The Best Claude Code Skills for DevOps (2026 Picks)

Hand-picked 10 most-installed Claude Code skills for cloud, Kubernetes, Terraform, CI/CD, and observability work — with install commands and when each fits.

By Shen Huang··7 min read·
claude codeskillsdevopskubernetesterraform

DevOps is the workflow where Claude Code earns its money or wastes your time. A wrong kubectl delete, an applied Terraform plan that nukes a Postgres volume, a deploy script that pushes to prod when you meant staging — these are the moments where you most need the agent to slow down, check itself, and refuse to do the dangerous thing. Skills are how you teach it to.

The 10 skills below are picked from our 1,998-skill index sorted by install count, then filtered to the ones that actually carry their weight in an infra-heavy workflow. The pattern is consistent: a good devops skill encodes guardrails, references a specific tool's quirks, and refuses to operate without verification. Skills that try to "be a senior devops engineer" lose.

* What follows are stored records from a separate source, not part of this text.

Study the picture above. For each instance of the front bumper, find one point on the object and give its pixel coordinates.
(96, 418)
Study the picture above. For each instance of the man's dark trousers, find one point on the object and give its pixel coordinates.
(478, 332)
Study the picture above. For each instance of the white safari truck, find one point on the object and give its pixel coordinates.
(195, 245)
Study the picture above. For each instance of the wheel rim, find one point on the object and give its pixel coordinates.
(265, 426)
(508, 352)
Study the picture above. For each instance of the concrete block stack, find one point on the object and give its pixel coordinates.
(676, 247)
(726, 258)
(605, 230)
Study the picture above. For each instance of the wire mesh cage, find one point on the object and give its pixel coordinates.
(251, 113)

Skills that codify "always run terraform plan before terraform apply, refuse if plan shows replacement of stateful resources" win.

How to Pick a DevOps Skill

Three questions before installing any skill:

  1. Does it match a tool you actually use? A k8s skill won't help an ECS shop. An Azure skill won't help an AWS account. Match exactly.
  2. Does it have explicit guardrails? Read the SKILL.md. If you don't see "NEVER do X", "always verify Y", or a refusal pattern, it's probably a verbose persona file, not a real skill.
  3. What does it cost in context? Run /skills show <name> to see body length. Anything over ~3,000 tokens should be doing real work — references, code samples, decision trees — not vibes.

Browse the full filterable list at orangebot.ai/skills/devops.

The Picks

1. azure-deploy (microsoft/github-copilot-for-azure, ~146K installs)

The official Microsoft Azure deploy skill. Wraps azd and Terraform with built-in error recovery, retry logic, and the specific gotchas Azure throws at you (resource group naming rules, deployment slot conventions, SKU availability per region). If your stack lives in Azure App Service / Container Apps / AKS, this is the baseline.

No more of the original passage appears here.